Le programme de Lieberman :
exécutions et nettoyage ethnique.
Lieberman
s’est rendu célèbre pour ses propositions les plus « radicales »
: bombarder les centres commerciaux, les banques et les stations
essence de Cisjordanie et de Gaza (mars 2002), expulser tous les
Palestiniens d’Israël qui refuseraient de prêter un serment de
loyauté à l’Etat juif (juin 2002), noyer les prisonniers
politiques palestiniens dans la Mer morte (juillet 2003),
exécuter les députés palestiniens à la Knesset qui ont
des contacts avec le Hamas ou qui ont commémoré l’expulsion de
1948 (mai 2006)… Récemment il déclarait : « Je
suis tout à fait favorable à la démocratie mais lorsqu’il y a
contradiction entre les valeurs démocratiques et les valeurs
juives, les valeurs juives et sionistes sont prépondérantes »
(entretien au journal HaZofeh, septembre 2006).
Au-delà
de ces déclarations, Lieberman n’a jamais caché qu’il avait
un projet très clair pour régler la question palestinienne :
nettoyage ethnique et constitution de cantons. Dès 2001, il
proposait de constituer 4 cantons en Cisjordanie, hermétiquement
fermés, dans lequel seraient regroupés les Palestiniens. Plus récemment,
il a agrémenté ce projet d’une solution pour les Palestiniens
d’Israël, qui sont plus d’un million. Il propose d’en déplacer
la grande majorité pour les regrouper eux aussi dans des zones
hermétiquement fermées, auto-administrées. Ainsi verrait le
jour un « Etat juif ethniquement pur » de la Mer Méditerranée
jusqu’au Jourdain, abritant en son sein des bantoustans
palestiniens.
Les masques tombent
Il
est donc légitime de s’émouvoir de son arrivée à un poste-clé
du gouvernement Olmert. Mais derrière l’émotion de certains,
notamment au Parti Travailliste et plus généralement dans le
« camp de la paix » en Israël, se cache une certaine
hypocrisie. En effet une bonne partie de ceux qui dénoncent son
intégration au gouvernement le
font en sous-entendant que le gouvernement Olmert va changer de
nature. En France, les Guignols de l’Info ont poussé le vice
jusqu’à en appeler à Ariel Sharon (sur le mode « Réveille-toi
ils sont devenus fous… »).
Les
pitoyables déclarations du numéro 1 du Parti travailliste (« Il
est clair pour moi que Lieberman a une vision du monde extrémiste
et scandaleuse mais nous resterons [au gouvernement] pour
que cette vision du monde ne s'impose pas » (dépêche
Reuters, 29 octobre)) ne doivent pas faire illusion. Les idées de
Lieberman sont déjà au pouvoir, une bonne partie de sa politique
est déjà mise en pratique. Aujourd’hui, en Cisjordanie, les
cantons existent de fait et le bouclage de ces « zones
autonomes » est permanent. Les exécutions extra-judiciaires
sont quotidiennes. Le bombardement des infrastructures civiles de
la bande de Gaza a eu lieu cet été. Sans Lieberman…

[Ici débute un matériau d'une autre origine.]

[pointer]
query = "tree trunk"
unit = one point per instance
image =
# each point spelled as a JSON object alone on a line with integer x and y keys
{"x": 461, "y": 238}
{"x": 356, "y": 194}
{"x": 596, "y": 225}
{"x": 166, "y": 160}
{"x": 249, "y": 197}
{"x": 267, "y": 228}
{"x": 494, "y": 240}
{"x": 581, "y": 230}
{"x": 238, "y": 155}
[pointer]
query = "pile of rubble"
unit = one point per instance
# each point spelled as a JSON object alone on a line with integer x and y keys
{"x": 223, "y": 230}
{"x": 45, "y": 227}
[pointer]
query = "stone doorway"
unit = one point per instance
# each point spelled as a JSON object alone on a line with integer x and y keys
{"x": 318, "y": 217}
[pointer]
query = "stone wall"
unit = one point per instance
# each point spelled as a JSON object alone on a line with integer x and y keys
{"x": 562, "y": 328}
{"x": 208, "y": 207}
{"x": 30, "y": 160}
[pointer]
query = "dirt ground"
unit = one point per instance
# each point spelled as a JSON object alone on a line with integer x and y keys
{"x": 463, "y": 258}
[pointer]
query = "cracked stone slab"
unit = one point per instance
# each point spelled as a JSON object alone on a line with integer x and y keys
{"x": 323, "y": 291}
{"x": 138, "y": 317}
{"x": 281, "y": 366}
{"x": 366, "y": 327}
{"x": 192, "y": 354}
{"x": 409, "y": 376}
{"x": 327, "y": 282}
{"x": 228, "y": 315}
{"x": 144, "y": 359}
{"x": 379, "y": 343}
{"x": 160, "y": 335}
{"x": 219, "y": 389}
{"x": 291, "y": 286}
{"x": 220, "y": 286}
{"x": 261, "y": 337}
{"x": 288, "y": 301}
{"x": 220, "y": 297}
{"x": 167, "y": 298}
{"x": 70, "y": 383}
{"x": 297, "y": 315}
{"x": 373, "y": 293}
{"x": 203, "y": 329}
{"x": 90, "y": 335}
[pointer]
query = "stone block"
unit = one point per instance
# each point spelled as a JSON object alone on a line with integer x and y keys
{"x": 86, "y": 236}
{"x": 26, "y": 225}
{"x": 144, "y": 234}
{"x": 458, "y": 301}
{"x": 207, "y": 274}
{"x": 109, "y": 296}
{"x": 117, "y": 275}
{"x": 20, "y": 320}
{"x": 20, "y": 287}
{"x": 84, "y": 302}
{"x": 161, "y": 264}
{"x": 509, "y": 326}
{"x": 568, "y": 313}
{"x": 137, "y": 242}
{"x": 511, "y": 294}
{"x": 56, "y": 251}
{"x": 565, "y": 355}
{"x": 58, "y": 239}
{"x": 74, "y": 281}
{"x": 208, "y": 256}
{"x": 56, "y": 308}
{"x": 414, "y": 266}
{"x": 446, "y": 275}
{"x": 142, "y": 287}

« Qu’est-ce qui changera au juste ? Israël se lancera dans une guerre
superflue ? (…) Le racisme à l’égard des citoyens arabes
d’Israël va croître ? L’armée d’occupation se rendra
cruelle envers les Palestiniens ? Mais tout cela, le gouvernement,
dans sa composition actuelle, nous le dispense déjà en
abondance, et la participation de Lieberman fera seulement tomber
le masque » (Gidéon Levy, Haaretz, 15 octobre). Même
s’il y a des nuances dans le ton et des divergences ponctuelles,
son projet d’un Etat juif sur le plus de territoire possible
avec seulement quelques réserves pour les autochtones
palestiniens est vieux comme le sionisme. Et c’est le projet de
la très grande majorité de la classe politique israélienne.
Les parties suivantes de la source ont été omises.